According to One Wisconsin Now’s investigation of Walker’s serial misuse and abuse of air travel on state planes, taxpayers picked up a nearly $33,000 tab in 2017 alone for Foxconn related fly-arounds by Wisconsin’s leading air travel aficionado. One Wisconsin Now has requested additional information under the state open records law about the Governor’s frequent flying in recent months, but the Walker administration has not yet turned over responsive records.
Today’s Milwaukee event is the latest in a series of campaign season announcements from Walker and Foxconn, the beneficiary of Wisconsin taxpayers’ largesse. Most recently Foxconn announced a challenge grant for the University of Wisconsin Madison. According to reports, the university must raise $100 million before being eligible for matching funds from the corporation in line to get $4.5 billion is state and local tax subsidies. The university yesterday refused to release a copy of any contract they may have with Foxconn.

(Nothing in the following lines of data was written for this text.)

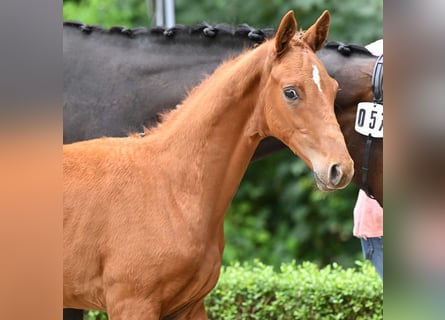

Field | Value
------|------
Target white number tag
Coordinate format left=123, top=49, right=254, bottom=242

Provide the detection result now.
left=355, top=102, right=383, bottom=138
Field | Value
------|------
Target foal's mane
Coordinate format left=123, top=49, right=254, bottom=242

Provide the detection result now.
left=63, top=21, right=275, bottom=43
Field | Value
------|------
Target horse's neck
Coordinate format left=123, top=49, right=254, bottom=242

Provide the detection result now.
left=144, top=48, right=262, bottom=225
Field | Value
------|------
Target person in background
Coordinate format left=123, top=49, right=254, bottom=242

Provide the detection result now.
left=353, top=39, right=383, bottom=280
left=353, top=190, right=383, bottom=280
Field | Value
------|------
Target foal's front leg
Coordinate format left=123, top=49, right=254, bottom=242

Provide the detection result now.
left=178, top=300, right=208, bottom=320
left=107, top=297, right=161, bottom=320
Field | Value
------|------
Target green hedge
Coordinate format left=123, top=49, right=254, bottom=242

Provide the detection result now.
left=85, top=261, right=383, bottom=320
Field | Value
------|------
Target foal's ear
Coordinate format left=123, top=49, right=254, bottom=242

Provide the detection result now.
left=275, top=10, right=297, bottom=56
left=303, top=10, right=331, bottom=52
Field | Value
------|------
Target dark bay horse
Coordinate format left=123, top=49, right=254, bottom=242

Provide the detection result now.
left=63, top=22, right=383, bottom=205
left=63, top=16, right=383, bottom=320
left=63, top=11, right=354, bottom=320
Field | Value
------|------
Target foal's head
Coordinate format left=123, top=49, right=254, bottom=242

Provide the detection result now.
left=251, top=11, right=354, bottom=191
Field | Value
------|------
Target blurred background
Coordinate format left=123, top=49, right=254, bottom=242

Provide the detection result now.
left=63, top=0, right=383, bottom=267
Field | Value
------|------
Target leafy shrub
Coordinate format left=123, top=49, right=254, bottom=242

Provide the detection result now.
left=85, top=261, right=383, bottom=320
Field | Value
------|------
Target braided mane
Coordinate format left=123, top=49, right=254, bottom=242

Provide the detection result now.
left=324, top=41, right=372, bottom=56
left=63, top=21, right=275, bottom=43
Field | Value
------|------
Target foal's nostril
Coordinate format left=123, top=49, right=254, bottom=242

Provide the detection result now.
left=329, top=164, right=342, bottom=186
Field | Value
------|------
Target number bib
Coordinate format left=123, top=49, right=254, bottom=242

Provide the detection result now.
left=355, top=102, right=383, bottom=138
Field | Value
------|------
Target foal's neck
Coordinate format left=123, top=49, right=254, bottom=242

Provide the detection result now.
left=147, top=45, right=268, bottom=225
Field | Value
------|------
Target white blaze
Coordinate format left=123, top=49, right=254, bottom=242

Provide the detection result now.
left=312, top=64, right=321, bottom=92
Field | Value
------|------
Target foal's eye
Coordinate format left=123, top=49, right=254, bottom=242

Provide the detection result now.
left=283, top=87, right=299, bottom=100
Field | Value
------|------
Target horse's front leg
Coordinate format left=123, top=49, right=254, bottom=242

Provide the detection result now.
left=179, top=300, right=209, bottom=320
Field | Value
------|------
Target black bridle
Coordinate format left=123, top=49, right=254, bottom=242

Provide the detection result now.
left=362, top=54, right=383, bottom=199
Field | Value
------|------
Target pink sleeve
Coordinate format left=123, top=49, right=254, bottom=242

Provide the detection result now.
left=353, top=190, right=383, bottom=238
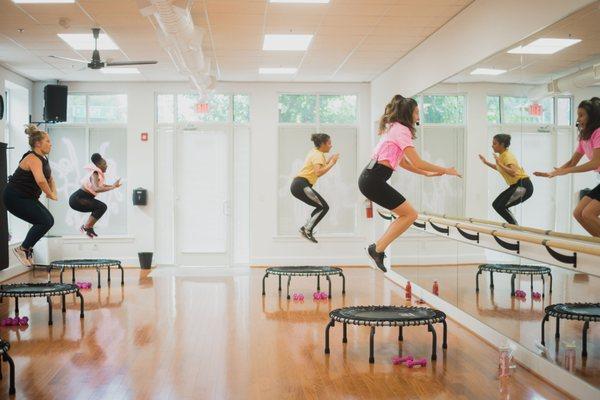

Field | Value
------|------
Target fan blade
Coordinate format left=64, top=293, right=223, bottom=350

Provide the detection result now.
left=106, top=61, right=158, bottom=67
left=48, top=56, right=88, bottom=64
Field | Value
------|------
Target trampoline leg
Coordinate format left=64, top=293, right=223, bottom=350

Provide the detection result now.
left=442, top=320, right=448, bottom=349
left=427, top=324, right=437, bottom=360
left=581, top=321, right=590, bottom=357
left=369, top=326, right=375, bottom=364
left=2, top=353, right=16, bottom=394
left=76, top=290, right=84, bottom=318
left=46, top=296, right=52, bottom=325
left=325, top=319, right=335, bottom=354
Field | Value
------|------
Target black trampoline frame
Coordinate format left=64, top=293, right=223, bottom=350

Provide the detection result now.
left=542, top=303, right=600, bottom=357
left=325, top=305, right=448, bottom=364
left=475, top=264, right=552, bottom=297
left=262, top=265, right=346, bottom=300
left=0, top=282, right=84, bottom=325
left=47, top=258, right=125, bottom=289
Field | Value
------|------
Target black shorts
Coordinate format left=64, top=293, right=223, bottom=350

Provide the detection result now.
left=358, top=164, right=406, bottom=210
left=585, top=184, right=600, bottom=201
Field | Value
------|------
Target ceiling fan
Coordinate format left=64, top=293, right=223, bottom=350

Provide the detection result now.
left=49, top=28, right=158, bottom=69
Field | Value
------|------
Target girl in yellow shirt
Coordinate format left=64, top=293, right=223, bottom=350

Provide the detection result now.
left=479, top=133, right=533, bottom=225
left=290, top=133, right=339, bottom=243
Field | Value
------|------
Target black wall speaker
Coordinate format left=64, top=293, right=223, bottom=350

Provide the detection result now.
left=44, top=85, right=67, bottom=122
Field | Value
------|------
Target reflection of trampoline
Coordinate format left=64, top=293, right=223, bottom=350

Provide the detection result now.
left=0, top=339, right=15, bottom=394
left=475, top=264, right=552, bottom=296
left=0, top=282, right=83, bottom=325
left=263, top=266, right=346, bottom=299
left=542, top=303, right=600, bottom=357
left=48, top=259, right=125, bottom=289
left=325, top=306, right=448, bottom=364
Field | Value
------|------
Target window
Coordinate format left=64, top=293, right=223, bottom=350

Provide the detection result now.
left=319, top=95, right=357, bottom=124
left=486, top=96, right=500, bottom=124
left=421, top=95, right=465, bottom=125
left=279, top=94, right=317, bottom=124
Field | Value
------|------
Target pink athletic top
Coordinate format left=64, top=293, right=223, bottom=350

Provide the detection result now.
left=372, top=122, right=415, bottom=171
left=81, top=164, right=104, bottom=196
left=576, top=128, right=600, bottom=172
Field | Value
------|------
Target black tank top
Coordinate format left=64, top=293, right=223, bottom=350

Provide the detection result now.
left=8, top=151, right=52, bottom=199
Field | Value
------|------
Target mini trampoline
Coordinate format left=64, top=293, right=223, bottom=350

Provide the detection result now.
left=542, top=303, right=600, bottom=357
left=325, top=306, right=448, bottom=364
left=0, top=339, right=15, bottom=395
left=475, top=264, right=552, bottom=297
left=263, top=266, right=346, bottom=299
left=48, top=259, right=125, bottom=289
left=0, top=282, right=84, bottom=325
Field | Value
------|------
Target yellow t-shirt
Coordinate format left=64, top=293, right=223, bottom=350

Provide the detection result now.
left=297, top=149, right=327, bottom=185
left=496, top=150, right=528, bottom=186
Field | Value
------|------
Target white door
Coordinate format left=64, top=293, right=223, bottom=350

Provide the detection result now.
left=173, top=126, right=232, bottom=266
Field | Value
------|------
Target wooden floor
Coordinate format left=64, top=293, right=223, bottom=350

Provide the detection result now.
left=0, top=268, right=567, bottom=400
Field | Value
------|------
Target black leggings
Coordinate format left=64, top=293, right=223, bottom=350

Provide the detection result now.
left=492, top=178, right=533, bottom=225
left=69, top=189, right=107, bottom=221
left=3, top=185, right=54, bottom=249
left=290, top=176, right=329, bottom=232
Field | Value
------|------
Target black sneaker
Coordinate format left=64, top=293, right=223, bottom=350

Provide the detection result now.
left=367, top=243, right=387, bottom=272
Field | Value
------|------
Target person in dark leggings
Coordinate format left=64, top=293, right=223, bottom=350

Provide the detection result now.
left=533, top=97, right=600, bottom=237
left=358, top=95, right=460, bottom=272
left=2, top=124, right=58, bottom=266
left=479, top=133, right=533, bottom=225
left=69, top=153, right=121, bottom=239
left=290, top=133, right=339, bottom=243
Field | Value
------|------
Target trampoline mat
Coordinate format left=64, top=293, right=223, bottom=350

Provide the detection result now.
left=267, top=266, right=342, bottom=275
left=329, top=306, right=446, bottom=323
left=50, top=258, right=121, bottom=268
left=546, top=303, right=600, bottom=318
left=0, top=283, right=78, bottom=297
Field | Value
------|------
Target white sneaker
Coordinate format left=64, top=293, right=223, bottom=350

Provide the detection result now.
left=13, top=246, right=31, bottom=267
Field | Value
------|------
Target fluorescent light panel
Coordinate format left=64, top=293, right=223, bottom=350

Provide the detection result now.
left=471, top=68, right=506, bottom=75
left=258, top=67, right=298, bottom=75
left=508, top=38, right=581, bottom=54
left=263, top=34, right=313, bottom=51
left=58, top=33, right=119, bottom=50
left=100, top=67, right=140, bottom=74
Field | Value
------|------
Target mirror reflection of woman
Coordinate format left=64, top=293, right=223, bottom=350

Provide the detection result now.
left=479, top=133, right=533, bottom=225
left=358, top=95, right=460, bottom=272
left=534, top=97, right=600, bottom=237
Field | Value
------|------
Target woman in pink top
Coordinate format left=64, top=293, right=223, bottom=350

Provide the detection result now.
left=358, top=95, right=460, bottom=272
left=69, top=153, right=121, bottom=239
left=534, top=97, right=600, bottom=237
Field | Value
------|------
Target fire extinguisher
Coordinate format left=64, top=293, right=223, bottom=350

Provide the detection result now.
left=365, top=199, right=373, bottom=219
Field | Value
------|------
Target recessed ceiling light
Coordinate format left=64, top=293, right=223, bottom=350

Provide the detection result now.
left=58, top=33, right=119, bottom=50
left=258, top=67, right=298, bottom=75
left=13, top=0, right=75, bottom=4
left=508, top=38, right=581, bottom=54
left=100, top=67, right=140, bottom=74
left=471, top=68, right=506, bottom=75
left=263, top=35, right=313, bottom=51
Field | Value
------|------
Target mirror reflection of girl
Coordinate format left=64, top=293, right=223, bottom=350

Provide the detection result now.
left=69, top=153, right=121, bottom=239
left=479, top=133, right=533, bottom=225
left=290, top=133, right=340, bottom=243
left=3, top=124, right=58, bottom=266
left=534, top=97, right=600, bottom=237
left=358, top=95, right=460, bottom=272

Previous campaign season announcements by Foxconn regarding their intentions to purchase property in areas critical to Walker’s re-election prospects also lacked disclosure of critical details. Foxconn, already scaling back the scope of their subsidized Southeastern Wisconsin project and notorious worldwide for over promising and under delivering, has not disclosed purchase prices, closing dates or other facts that would confirm they actually intend to follow through on their announced plans.
Also unknown is how much campaign cash Foxconn may be funneling to boost Walker’s desperate reelection bid. Over his quarter century career Scott Walker has been a transactional politician, leveraging public policy for political campaign donations. He has also been intimately involved in fundraising for outside groups that spend millions more to boost his electoral prospects. For example, it was reported an individual cut a $10,000 check to a group controlled by a close aide to Walker, writing in the memo line, “Because Scott Walker asked.”

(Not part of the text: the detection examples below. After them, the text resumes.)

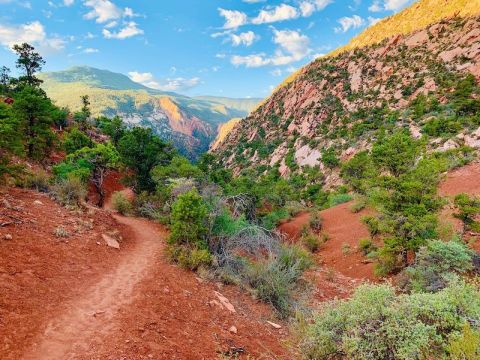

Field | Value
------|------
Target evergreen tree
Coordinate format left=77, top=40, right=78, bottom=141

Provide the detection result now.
left=13, top=85, right=55, bottom=159
left=13, top=43, right=45, bottom=87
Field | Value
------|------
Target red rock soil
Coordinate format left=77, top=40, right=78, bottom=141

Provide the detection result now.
left=439, top=162, right=480, bottom=253
left=0, top=188, right=292, bottom=360
left=279, top=202, right=378, bottom=301
left=279, top=163, right=480, bottom=301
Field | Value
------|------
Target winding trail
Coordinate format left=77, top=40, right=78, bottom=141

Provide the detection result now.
left=24, top=215, right=164, bottom=360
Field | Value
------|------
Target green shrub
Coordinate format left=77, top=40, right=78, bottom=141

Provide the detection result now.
left=455, top=194, right=480, bottom=231
left=328, top=194, right=353, bottom=207
left=52, top=177, right=87, bottom=207
left=63, top=128, right=93, bottom=154
left=406, top=240, right=474, bottom=291
left=358, top=239, right=377, bottom=255
left=350, top=196, right=367, bottom=214
left=112, top=191, right=133, bottom=215
left=301, top=234, right=320, bottom=253
left=309, top=211, right=322, bottom=233
left=24, top=171, right=50, bottom=193
left=447, top=323, right=480, bottom=360
left=262, top=208, right=290, bottom=230
left=169, top=189, right=208, bottom=249
left=243, top=246, right=312, bottom=317
left=301, top=282, right=480, bottom=360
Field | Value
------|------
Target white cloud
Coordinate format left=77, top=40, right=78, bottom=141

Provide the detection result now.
left=83, top=48, right=100, bottom=54
left=252, top=4, right=300, bottom=25
left=368, top=0, right=412, bottom=12
left=0, top=21, right=66, bottom=52
left=128, top=71, right=200, bottom=91
left=335, top=15, right=365, bottom=33
left=84, top=0, right=123, bottom=24
left=102, top=21, right=144, bottom=40
left=230, top=29, right=311, bottom=68
left=270, top=69, right=283, bottom=76
left=230, top=53, right=271, bottom=68
left=368, top=0, right=383, bottom=12
left=368, top=16, right=382, bottom=26
left=218, top=8, right=248, bottom=29
left=300, top=1, right=315, bottom=17
left=230, top=31, right=259, bottom=46
left=384, top=0, right=411, bottom=11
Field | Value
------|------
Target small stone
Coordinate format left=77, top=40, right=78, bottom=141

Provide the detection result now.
left=267, top=321, right=282, bottom=329
left=102, top=234, right=120, bottom=249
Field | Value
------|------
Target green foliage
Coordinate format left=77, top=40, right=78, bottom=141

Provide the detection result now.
left=212, top=209, right=250, bottom=236
left=63, top=128, right=93, bottom=154
left=341, top=151, right=377, bottom=194
left=455, top=194, right=480, bottom=231
left=301, top=233, right=320, bottom=253
left=406, top=240, right=474, bottom=291
left=13, top=86, right=56, bottom=160
left=13, top=43, right=45, bottom=87
left=302, top=282, right=480, bottom=360
left=308, top=211, right=323, bottom=233
left=447, top=322, right=480, bottom=360
left=322, top=148, right=340, bottom=169
left=168, top=190, right=208, bottom=249
left=96, top=116, right=126, bottom=146
left=245, top=247, right=311, bottom=317
left=262, top=208, right=290, bottom=230
left=151, top=156, right=202, bottom=187
left=112, top=191, right=133, bottom=215
left=372, top=131, right=420, bottom=176
left=328, top=193, right=353, bottom=207
left=358, top=239, right=377, bottom=256
left=117, top=127, right=175, bottom=192
left=0, top=102, right=23, bottom=180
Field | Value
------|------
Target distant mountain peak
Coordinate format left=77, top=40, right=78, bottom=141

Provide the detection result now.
left=40, top=65, right=151, bottom=93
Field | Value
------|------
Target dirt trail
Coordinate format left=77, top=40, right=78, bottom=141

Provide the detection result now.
left=24, top=215, right=164, bottom=360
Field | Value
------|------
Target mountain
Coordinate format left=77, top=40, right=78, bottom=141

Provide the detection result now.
left=212, top=0, right=480, bottom=187
left=40, top=66, right=260, bottom=159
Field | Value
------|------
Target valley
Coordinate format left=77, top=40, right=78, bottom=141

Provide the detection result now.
left=0, top=0, right=480, bottom=360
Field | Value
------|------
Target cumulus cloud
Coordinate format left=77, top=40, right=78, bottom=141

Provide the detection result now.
left=102, top=21, right=144, bottom=40
left=218, top=8, right=248, bottom=29
left=84, top=0, right=123, bottom=24
left=128, top=71, right=200, bottom=91
left=230, top=31, right=259, bottom=46
left=83, top=48, right=100, bottom=54
left=0, top=21, right=66, bottom=52
left=230, top=29, right=311, bottom=68
left=218, top=0, right=333, bottom=30
left=335, top=15, right=366, bottom=33
left=368, top=0, right=412, bottom=12
left=252, top=4, right=300, bottom=25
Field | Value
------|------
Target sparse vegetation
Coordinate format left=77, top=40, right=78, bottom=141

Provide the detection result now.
left=112, top=192, right=133, bottom=215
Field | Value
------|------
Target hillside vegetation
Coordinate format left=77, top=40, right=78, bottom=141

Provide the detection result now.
left=39, top=66, right=259, bottom=159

And, as part of the investigations into improper conduct by Walker’s campaigns, documents showed that an organization run by a long-time top Walker campaign operative was given a $700,000 contribution by a mining company for whom Walker had bent over backward to change the law, giving them the opportunity to develop the world’s largest open pit mine next to the largest body of freshwater on the planet.
Ross concluded, “There’s a lot of uncertainty and unknowns when it comes to Scott Walker’s corporate giveaway. The only thing that’s certain is that he’s sticking us with the bill, for Foxconn and for his fly arounds.”